According to court papers, the Chinese-owned construction company, which was amongst the other 19 bidders for the tender was disqualified on the basis of information obtained from the Directorate of Intelligence and Security, essentially that it is engaged in massive corrupt practices which threatened national security.

The company launched an application for urgent interim interdict review seeking an order to prevent government from signing a contract with Zhengtai Group, and proceeding with execution of the said contract, arguing that it has been unlawfully deprived of the tender.

Last Friday, Judge Jennifer Dube ruled in government’s favour and dismissed the application with costs and discharged the moratorium issued on May 3, 2019 that temporarily halted the signing of the contract by Zhengtai Group Botswana and the project owners, Ministry of Infrastructure and Housing Development.

Justice Dube said it would be detrimental to the interests of the public in terms of delay or depriving the citizenry of health facilities if the tender was halted. She also said in this particular case, the Court was forced to weigh the interest of the public against the company’s commercial interest. She also argued that the applicant could always institute an action for damages against the respondents, whilst government could be subjected to devastating consequences on an important public project.
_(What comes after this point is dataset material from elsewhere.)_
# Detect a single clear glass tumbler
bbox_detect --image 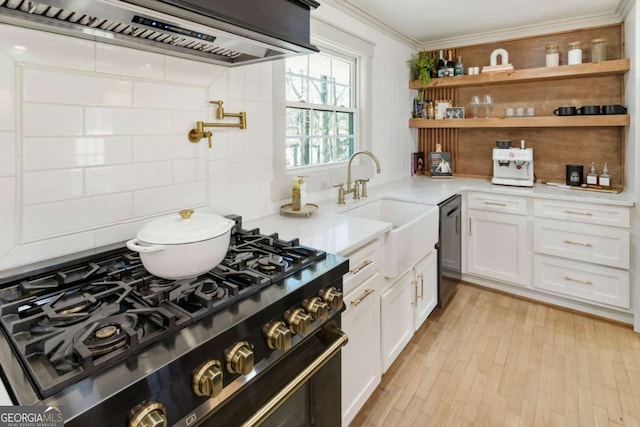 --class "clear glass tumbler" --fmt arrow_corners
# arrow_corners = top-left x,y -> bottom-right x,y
482,95 -> 493,119
469,95 -> 480,119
“The Respondent contends that the balance of convenience is heavily tilted against the Applicant for the Applicant’s interests are purely narrow commercial as opposed to the overwhelming public interest in having the tender executed expeditiously,” she said. “The Respondent argues that if interdict is granted, the execution of the tender is likely to stall for months if not years. The delay would severely harm the public. I am satisfied that the balance of convenience favours government in that there would be substantial prejudice to the public at large and that there is a general public outcry for services such as are on offer under this tender.”

Dube further said there was no evidence of damage nor irreparable harm to the applicant if it did not obtain an interdict.

“Averments by the Applicant managing director that the prejudice to be suffered by the applicant far outweighs that of the Respondents if interdict is not granted is so vague that it does not assist the Court in measuring and appreciating such harm. There is no obvious nor clear evidence that the applicant will suffer prejudice,” she added. She argued that in the event the Applicant won after review, the company could be compensated for damages.

Meanwhile, Dube indicated that she was not particularly impressed with the serious and untested corruption allegations levelled against government officials who were assigned roles of responsibility and trust by the Applicant.

She stated that the allegation amounted to reckless and odious posturing or generalisation, which she said, should find no accommodation or space in a proper court process.

Dube described the averments as scandalous and cautioned the Applicants for trying to use the court to spread propaganda that projects others as irredeemable crooks who will go to all lengths in order to gain from public projects at the expense of others.